AH: I think that the local feminists, scholars and researchers of women's studies are keenly interested in the haenyeo subculture as a model of 'eco-feminism' – although the haenyeo themselves, strong and independent as they are, would disagree with that label. Generally, however, social strata also come into play, as the haenyeo – while immensely knowledgeable about the marine and agricultural environment – are generally not educated or particularly interested in matters outside of Korea or even Jeju. On this basis, while the educated urban women tend to have great respect for the haenyeo, the two groups don't identify very closely or interact with one another. 

MK:  When I was on Jeju, I noticed that there are polarised perceptions of the haenyeo profession. There is a sense of pride and a distinct professional identity shared by the haenyeo, but many from outside that community greeted my interest in the diving women with amusement or even surprise. Is there a social stigma attached to the haenyeo profession? Why do you think people were amused by my research interest?

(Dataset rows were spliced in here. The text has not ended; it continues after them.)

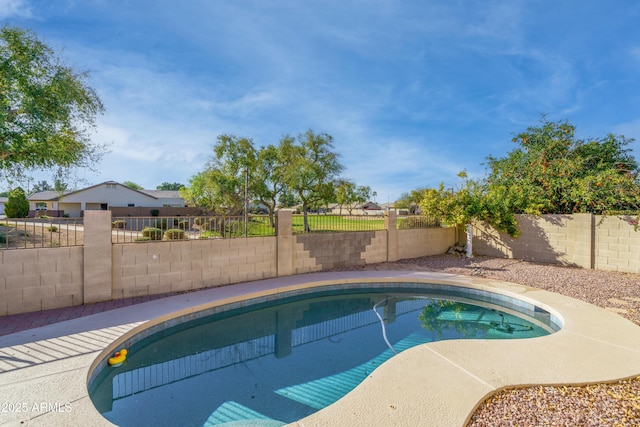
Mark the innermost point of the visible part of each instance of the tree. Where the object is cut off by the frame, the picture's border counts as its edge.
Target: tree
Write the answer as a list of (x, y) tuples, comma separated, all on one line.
[(553, 172), (228, 179), (474, 200), (46, 109), (42, 186), (410, 201), (17, 205), (349, 195), (167, 186), (312, 166), (268, 182)]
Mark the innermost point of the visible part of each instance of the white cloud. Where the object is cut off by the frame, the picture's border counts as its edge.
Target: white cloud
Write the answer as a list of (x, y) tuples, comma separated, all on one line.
[(15, 8)]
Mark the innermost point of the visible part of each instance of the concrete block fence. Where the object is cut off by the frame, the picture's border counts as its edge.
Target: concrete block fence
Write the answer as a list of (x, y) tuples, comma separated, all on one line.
[(581, 240), (46, 278)]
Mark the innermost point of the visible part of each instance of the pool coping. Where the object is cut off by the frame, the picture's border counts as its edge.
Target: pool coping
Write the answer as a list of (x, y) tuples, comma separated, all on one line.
[(439, 383)]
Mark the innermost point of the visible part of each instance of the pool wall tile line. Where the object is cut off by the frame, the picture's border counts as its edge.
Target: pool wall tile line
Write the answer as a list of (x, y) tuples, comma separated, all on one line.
[(435, 384)]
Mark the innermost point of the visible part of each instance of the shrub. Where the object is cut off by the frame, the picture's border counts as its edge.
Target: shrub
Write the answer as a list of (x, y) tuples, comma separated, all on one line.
[(163, 224), (203, 224), (152, 233), (174, 234)]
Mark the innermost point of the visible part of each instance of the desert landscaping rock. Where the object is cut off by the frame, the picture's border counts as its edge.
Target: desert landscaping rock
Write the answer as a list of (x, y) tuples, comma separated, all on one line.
[(615, 404)]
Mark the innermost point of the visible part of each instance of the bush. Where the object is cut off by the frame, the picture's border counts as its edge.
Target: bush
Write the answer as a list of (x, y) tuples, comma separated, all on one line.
[(202, 224), (174, 234), (152, 233), (17, 205), (162, 224)]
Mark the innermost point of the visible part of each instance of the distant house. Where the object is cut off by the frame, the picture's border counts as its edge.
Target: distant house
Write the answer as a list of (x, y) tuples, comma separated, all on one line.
[(100, 197)]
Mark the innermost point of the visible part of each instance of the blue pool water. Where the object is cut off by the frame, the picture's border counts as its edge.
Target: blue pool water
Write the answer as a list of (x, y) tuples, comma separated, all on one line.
[(273, 363)]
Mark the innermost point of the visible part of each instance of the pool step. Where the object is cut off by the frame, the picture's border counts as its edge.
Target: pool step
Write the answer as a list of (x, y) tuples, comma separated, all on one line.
[(325, 391), (233, 413)]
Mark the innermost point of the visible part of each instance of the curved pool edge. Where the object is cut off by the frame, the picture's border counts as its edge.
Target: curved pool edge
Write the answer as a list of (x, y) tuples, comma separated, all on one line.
[(438, 383)]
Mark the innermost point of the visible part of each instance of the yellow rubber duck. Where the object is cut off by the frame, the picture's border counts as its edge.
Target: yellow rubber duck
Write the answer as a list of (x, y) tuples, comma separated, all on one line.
[(118, 358)]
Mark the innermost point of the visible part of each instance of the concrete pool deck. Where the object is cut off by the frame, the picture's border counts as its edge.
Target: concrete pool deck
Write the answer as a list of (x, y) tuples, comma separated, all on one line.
[(44, 371)]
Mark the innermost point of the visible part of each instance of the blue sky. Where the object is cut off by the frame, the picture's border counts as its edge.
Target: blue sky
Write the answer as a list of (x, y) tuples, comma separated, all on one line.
[(412, 91)]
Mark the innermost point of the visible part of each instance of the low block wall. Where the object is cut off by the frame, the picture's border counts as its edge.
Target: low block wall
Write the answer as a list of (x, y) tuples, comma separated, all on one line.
[(617, 245), (581, 240), (163, 267), (40, 279), (424, 242)]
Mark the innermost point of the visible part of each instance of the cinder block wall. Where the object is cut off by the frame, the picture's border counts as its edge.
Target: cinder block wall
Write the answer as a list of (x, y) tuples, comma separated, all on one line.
[(162, 267), (581, 240), (617, 245), (559, 239), (425, 241), (315, 252), (40, 279)]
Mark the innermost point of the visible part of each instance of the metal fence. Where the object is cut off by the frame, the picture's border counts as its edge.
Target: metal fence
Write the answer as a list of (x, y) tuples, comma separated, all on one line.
[(417, 221), (142, 229), (322, 223), (29, 233)]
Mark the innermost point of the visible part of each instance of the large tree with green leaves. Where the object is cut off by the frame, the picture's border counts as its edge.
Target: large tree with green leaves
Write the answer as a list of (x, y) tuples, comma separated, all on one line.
[(46, 108), (268, 177), (312, 167), (552, 171), (17, 205), (227, 180), (474, 200), (349, 195)]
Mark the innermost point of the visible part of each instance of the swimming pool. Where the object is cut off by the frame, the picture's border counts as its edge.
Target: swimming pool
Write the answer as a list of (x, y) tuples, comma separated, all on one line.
[(270, 362)]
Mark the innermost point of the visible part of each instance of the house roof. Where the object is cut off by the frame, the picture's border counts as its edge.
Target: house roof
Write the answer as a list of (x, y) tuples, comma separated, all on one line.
[(55, 196), (162, 194), (45, 195)]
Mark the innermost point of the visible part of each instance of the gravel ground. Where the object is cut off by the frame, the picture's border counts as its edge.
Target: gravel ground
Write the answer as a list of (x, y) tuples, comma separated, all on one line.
[(615, 404)]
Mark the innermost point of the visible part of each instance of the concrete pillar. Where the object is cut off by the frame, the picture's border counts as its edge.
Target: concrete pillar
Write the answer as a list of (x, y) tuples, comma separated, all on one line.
[(97, 256), (390, 224), (285, 244)]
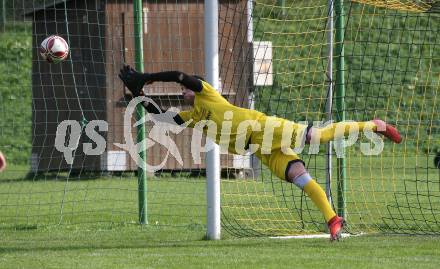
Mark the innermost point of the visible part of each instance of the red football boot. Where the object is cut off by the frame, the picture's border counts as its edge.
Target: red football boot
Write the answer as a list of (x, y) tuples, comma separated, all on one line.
[(335, 226), (388, 131)]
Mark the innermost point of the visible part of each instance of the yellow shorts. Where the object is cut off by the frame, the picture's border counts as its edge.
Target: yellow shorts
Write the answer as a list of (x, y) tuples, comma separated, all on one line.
[(277, 160)]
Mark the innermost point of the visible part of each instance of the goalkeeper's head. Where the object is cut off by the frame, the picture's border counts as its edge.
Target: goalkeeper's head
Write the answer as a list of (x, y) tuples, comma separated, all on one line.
[(189, 95)]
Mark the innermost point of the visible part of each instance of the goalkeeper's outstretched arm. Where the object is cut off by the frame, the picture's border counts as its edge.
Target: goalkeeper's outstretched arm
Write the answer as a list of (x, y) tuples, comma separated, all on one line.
[(158, 114), (135, 81)]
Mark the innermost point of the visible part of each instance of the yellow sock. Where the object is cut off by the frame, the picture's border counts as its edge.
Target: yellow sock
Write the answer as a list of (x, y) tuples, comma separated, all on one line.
[(328, 133), (317, 194)]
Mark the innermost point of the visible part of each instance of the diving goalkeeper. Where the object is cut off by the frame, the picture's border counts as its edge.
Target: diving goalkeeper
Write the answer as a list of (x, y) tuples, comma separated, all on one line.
[(208, 104)]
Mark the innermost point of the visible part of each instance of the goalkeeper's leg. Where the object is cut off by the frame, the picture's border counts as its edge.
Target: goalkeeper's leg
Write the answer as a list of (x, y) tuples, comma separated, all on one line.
[(341, 129)]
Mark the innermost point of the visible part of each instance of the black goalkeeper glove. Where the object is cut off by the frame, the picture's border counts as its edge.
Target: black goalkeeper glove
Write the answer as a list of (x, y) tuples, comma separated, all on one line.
[(134, 80)]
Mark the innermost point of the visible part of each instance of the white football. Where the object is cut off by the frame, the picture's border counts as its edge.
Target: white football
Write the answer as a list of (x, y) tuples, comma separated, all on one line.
[(54, 49)]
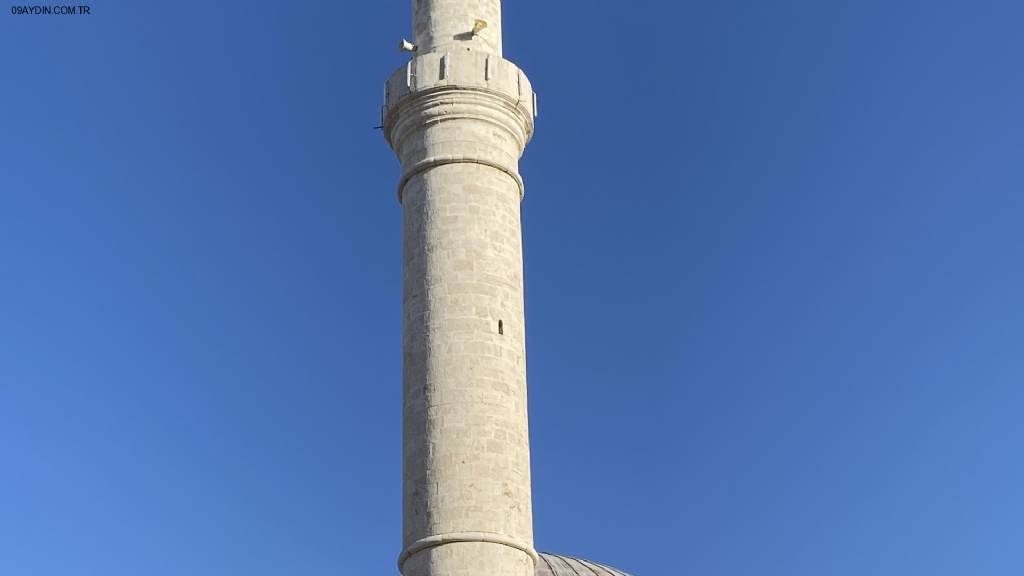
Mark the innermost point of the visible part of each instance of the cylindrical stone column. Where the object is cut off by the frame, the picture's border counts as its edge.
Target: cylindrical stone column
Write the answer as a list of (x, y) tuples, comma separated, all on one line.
[(459, 121), (445, 25)]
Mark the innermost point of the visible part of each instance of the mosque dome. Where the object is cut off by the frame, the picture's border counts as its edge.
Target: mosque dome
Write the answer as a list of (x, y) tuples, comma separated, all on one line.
[(554, 565)]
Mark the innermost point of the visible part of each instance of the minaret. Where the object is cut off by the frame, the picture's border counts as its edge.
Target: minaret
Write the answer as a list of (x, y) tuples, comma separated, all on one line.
[(459, 117)]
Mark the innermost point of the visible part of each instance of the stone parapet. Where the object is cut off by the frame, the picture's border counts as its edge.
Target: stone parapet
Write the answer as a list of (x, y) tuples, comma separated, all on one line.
[(492, 96)]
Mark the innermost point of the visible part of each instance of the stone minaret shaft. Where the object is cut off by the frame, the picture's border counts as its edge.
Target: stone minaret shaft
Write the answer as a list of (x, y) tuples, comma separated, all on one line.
[(459, 117)]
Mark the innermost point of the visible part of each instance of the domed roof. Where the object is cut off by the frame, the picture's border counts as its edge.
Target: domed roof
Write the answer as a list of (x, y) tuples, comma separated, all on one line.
[(554, 565)]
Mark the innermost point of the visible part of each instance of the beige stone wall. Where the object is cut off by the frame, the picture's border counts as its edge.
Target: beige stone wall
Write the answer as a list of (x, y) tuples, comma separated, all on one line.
[(448, 25), (466, 437), (459, 122)]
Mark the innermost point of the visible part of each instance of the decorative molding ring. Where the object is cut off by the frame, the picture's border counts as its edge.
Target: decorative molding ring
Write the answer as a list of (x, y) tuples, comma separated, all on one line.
[(434, 161), (454, 537)]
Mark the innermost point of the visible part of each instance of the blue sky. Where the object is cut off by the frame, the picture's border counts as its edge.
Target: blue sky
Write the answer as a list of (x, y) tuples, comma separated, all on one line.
[(773, 283)]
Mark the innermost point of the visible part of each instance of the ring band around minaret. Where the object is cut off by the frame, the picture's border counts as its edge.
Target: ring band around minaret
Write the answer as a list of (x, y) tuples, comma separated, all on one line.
[(459, 117), (436, 87)]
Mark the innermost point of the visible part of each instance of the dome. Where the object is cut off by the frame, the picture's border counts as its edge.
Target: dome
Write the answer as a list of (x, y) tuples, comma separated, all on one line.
[(554, 565)]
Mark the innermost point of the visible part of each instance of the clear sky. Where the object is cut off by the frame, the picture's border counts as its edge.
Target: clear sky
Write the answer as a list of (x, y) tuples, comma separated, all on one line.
[(774, 276)]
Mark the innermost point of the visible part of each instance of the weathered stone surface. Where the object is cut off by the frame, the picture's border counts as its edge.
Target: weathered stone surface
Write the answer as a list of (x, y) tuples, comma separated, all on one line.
[(459, 117)]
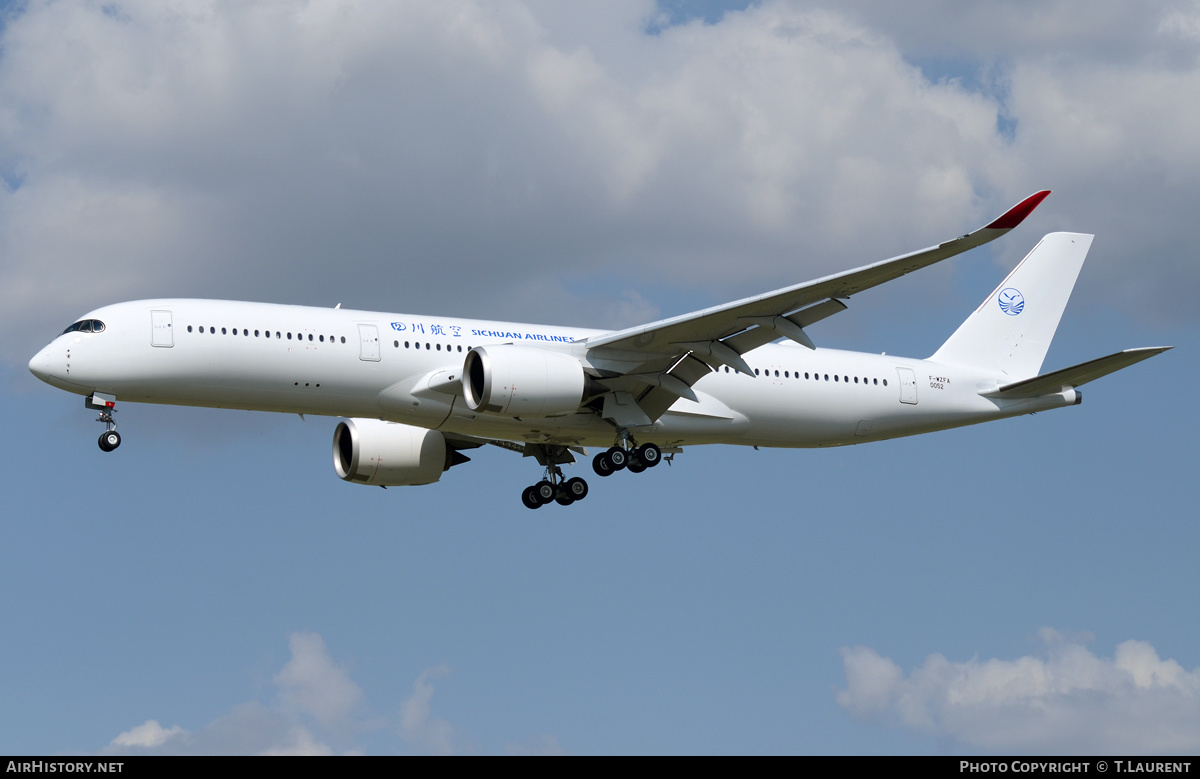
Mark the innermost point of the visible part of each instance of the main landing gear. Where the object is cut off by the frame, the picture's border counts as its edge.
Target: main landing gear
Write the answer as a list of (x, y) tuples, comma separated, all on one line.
[(555, 489), (563, 491), (636, 459), (106, 405)]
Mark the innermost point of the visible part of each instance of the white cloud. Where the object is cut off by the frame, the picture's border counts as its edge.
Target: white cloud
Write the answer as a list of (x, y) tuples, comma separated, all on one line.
[(462, 154), (418, 725), (312, 684), (1065, 700), (149, 733), (317, 711)]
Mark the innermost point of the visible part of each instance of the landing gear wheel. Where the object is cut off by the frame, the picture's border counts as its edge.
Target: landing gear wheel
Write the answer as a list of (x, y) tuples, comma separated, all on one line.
[(649, 454), (601, 465), (576, 487), (529, 497), (109, 439), (544, 491)]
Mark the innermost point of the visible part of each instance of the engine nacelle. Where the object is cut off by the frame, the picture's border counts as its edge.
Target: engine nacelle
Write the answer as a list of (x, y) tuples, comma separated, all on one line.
[(517, 381), (388, 454)]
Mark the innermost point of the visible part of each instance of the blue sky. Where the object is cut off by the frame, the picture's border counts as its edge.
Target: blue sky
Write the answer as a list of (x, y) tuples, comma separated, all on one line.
[(1020, 587)]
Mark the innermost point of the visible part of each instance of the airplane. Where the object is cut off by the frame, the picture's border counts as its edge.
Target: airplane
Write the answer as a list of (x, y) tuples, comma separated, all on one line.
[(415, 391)]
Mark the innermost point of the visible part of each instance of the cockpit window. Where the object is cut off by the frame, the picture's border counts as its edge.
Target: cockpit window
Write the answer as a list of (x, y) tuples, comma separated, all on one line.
[(85, 325)]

AH: Among Jeju people there is a deep awareness of the present 'social (touristic) value' of the haenyeo and the interest of outsiders; the group has been studied, filmed, photographed and written about extensively over the past decade or so. I think that your research was unique, however, in that you were focused on sound; also, as you are a 'Westerner' and male, you aren't the typical researcher. As to social stigma, the haenyeo (as well as fishers and farmers) are doing what's known in Korea as ‘3D’ work (dirty, dangerous, and demeaning), and thus conceptualised as part of the lower, uneducated class of manual labour.

MK: What are your particular interests in the haenyeo community and what role do you assume in relation to their culture, its local and wider context?

AH: From the viewpoint of strong, independent women who in many social and economic ways have led their communities in Jeju, I am interested in their influence on Jeju culture overall. Also, as they were involved in demonstrations for independence from Japanese colonization in the earlier twentieth century, they have had a political role that also interests me. In particular, however, I am concerned with their immense marine knowledge, their status as a dying profession and what that means culturally. It is a commonality among societies which, as they modernise, they lose traditions that bind them in community; to witness this process of change and the delicate balance involved is for me both a privilege in terms of its significance, and a grieving for lost indigenous cultural features and wisdom across the globe.
MK: Could you give a brief description of your activities as a cultural health psychologist and how you employ your skills with regard to the haenyeo subculture?

AH: I am here as a social science researcher with a local cultural organisation. Last year, I wrote nearly a hundred articles and a small book on Jeju culture; this year, I am engaged in extensive field research to expand my knowledge base from one of breadth to depth. Specifically, I am a student in the ‘haenyeo hakgyo’ – women divers' school – to learn firsthand about their profession, and prepare myself for further research into the haenyeo profession and community. I am also trekking around the circumference of Jeju observing and chatting with local folk, including haenyeo, as often as possible. I hope to contribute to the diving women's preservation, and the world's honouring of their knowledge and skill, in whatever ways possible, particularly in light of their historically low position in society.

MK: How do you think art could relate with the haenyeo and vice versa?

AH: Art is such a universal means of communication, evoking emotion and impressions by providing visual and/or audial stimuli. Even more than words and information, I think all the arts have a great role to play in the preservation and/or memorialization of this unique indigenous wisdom and practice.